Take note of the lyrical content of our worship–both classic hymns and modern songs–and you will see a trend. Our songs mostly make declarations.
From old treasures like “Amazing Grace” to recent ones like “What A Beautiful Name”, the majority of what we sing is doctrinal affirmation and praise. Our songs mainly proclaim truths about who God is, what he has done and who we are because of his redemptive work.
This may not seem problematic at first, as there’s nothing inherently wrong with declarative praise. It’s undeniably biblical. But if declarative praise is most of what we sing, our worship diverges drastically from how God’s people worship in the bible.
Read through the Psalms and you’ll discover a song that has virtually disappeared in our culture: lament. These songs of sorrow don’t just make an occasional appearance in Israel’s hymnbook.

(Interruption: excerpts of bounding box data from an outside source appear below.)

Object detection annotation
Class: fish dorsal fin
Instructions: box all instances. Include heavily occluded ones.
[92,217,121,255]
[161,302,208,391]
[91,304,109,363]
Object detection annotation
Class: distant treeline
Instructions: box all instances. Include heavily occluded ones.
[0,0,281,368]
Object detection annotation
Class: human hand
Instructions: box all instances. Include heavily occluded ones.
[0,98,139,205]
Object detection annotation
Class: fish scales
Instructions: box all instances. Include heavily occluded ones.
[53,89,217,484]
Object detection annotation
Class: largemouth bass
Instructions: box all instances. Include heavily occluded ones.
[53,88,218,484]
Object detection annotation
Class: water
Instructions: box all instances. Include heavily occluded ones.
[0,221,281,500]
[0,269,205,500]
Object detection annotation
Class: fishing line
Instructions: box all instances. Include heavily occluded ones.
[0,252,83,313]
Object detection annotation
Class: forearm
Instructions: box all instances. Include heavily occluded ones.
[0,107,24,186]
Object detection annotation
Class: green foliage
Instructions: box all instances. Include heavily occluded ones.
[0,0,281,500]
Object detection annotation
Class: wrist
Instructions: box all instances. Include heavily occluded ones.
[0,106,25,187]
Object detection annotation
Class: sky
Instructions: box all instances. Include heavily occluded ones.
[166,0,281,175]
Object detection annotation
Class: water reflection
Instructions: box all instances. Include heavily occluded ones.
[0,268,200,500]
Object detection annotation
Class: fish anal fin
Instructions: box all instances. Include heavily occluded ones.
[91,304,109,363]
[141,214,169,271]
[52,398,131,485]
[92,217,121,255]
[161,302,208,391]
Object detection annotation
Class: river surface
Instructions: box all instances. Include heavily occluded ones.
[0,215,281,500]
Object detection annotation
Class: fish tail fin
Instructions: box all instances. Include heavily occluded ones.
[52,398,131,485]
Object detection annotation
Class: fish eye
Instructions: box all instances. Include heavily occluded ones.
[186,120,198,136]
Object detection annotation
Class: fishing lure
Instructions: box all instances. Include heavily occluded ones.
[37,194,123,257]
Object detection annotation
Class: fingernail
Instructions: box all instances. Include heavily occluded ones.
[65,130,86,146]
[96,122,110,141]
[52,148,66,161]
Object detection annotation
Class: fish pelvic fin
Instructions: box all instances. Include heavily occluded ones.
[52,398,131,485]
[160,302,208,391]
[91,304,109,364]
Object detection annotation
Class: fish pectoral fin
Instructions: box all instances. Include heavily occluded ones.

Over a third of the book is lamentation, making it the most popular song of the Psalter. So if we don’t lament regularly, we neglect a crucial aspect of worship that God ordained for his people.
But the disparity is more specific. Biblical lament does not simply mention suffering and then make declarations of trust. Lamenters take time to describe their difficulties, question God, bring forth their complaints, and beg the Lord to act. The exclamation points are of exasperation, not just affirmation. And question marks punctuate the pain. But our songs rarely reflect these lyrics that are so prevalent in the Scriptures.

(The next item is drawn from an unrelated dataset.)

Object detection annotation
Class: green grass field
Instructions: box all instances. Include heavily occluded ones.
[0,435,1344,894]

Lament is the God-given song for wrestling with him together. He is the one who has authorized lyrics with honest expression, bold questions, forthright complaints, and desperate petitions. Songs with doubts are just as God-honoring as songs with declarations. Songs of questioning are just as God-glorifying as songs of confidence. Songs of sorrow are just as worshipful as songs of joy. If we only have the latter, our worship is habitually incomplete.
Pay attention on Sundays and see if you notice the trend of declarative praise. Line up the lyrics on the screen with the lyrics in the Scriptures. If there’s disparity, serve your God and his people by helping your church bridge the gap.